Optimized Photoactivatable Lipid Nanoparticles Enable Red Light Triggered Drug Release
Why this work is in the frame
A frame that forgets how it found something cannot be audited. These are the routes that admitted this work.
Bibliographic record
Abstract
Encapsulation of small molecule drugs in long-circulating lipid nanoparticles (LNPs) can reduce toxic side effects and enhance accumulation at tumor sites. A fundamental problem, however, is the slow release of encapsulated drugs from these liposomal systems at the disease site resulting in limited therapeutic benefit. Methods to trigger release at specific sites are highly warranted. Here, it is demonstrated that incorporation of ultraviolet (UV-A) or red-light photoswitchable-phosphatidylcholine analogs (AzoPC and redAzoPC) in conventional LNPs generates photoactivatable LNPs (paLNPs) having comparable structural integrity, drug loading capacity, and size distribution to the parent DSPC-cholesterol liposomes.
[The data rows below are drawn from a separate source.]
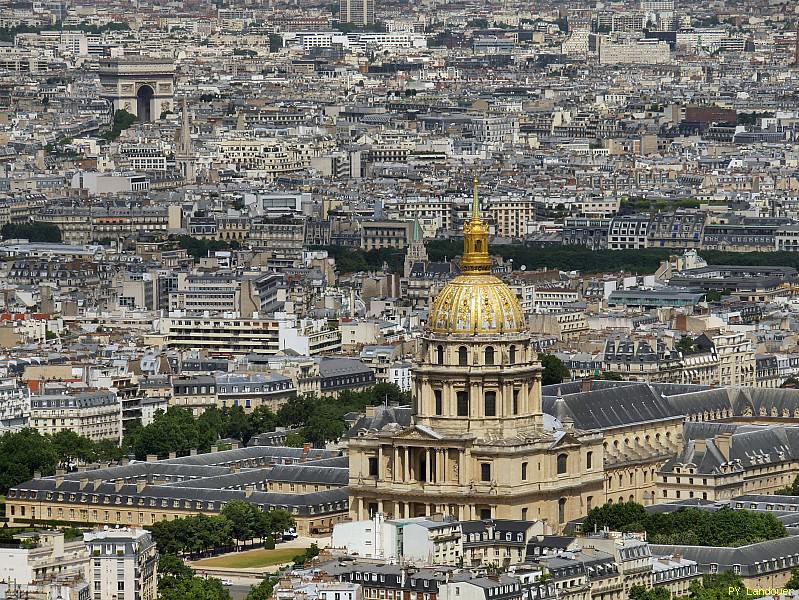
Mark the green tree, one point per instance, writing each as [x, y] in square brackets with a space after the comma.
[554, 369]
[72, 447]
[725, 527]
[272, 523]
[196, 588]
[639, 592]
[34, 232]
[309, 554]
[243, 517]
[294, 440]
[790, 383]
[122, 120]
[171, 571]
[22, 453]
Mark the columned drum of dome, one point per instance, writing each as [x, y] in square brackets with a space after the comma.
[478, 445]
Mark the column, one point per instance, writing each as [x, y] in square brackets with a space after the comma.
[467, 466]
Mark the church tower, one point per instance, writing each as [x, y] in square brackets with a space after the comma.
[416, 252]
[479, 445]
[185, 160]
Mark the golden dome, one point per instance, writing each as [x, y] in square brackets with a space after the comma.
[476, 301]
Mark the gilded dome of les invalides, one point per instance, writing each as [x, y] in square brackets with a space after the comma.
[476, 302]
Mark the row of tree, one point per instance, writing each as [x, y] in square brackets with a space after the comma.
[353, 260]
[24, 452]
[34, 232]
[316, 420]
[691, 527]
[238, 523]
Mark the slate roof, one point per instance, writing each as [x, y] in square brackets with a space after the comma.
[310, 474]
[766, 555]
[384, 415]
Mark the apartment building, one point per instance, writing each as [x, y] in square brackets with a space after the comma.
[96, 415]
[376, 235]
[124, 564]
[736, 357]
[232, 334]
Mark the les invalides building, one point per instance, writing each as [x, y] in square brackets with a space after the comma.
[479, 444]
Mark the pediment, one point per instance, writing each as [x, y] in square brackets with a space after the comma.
[418, 432]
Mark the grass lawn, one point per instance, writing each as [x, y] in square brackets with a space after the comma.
[252, 558]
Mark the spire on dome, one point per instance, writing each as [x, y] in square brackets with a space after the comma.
[476, 260]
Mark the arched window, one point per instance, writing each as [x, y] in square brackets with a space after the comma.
[490, 355]
[562, 460]
[491, 404]
[462, 398]
[463, 356]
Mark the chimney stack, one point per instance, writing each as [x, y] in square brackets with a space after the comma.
[723, 443]
[796, 51]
It is shown that 65-70% drug release (doxorubicin) can be induced from these systems by irradiation with pulsed light based on trans-to-cis azobenzene isomerization. In vitro it is confirmed that paLNPs are non-toxic in the dark but convey cytotoxicity upon irradiation in a human cancer cell line. In vivo studies in zebrafish embryos demonstrate prolonged blood circulation and extravasation of paLNPs comparable to clinically approved formulations, with enhanced drug release following irradiation with pulsed light. Conclusively, paLNPs closely mimic the properties of clinically approved LNPs with the added benefit of light-induced drug release making them promising candidates for clinical development.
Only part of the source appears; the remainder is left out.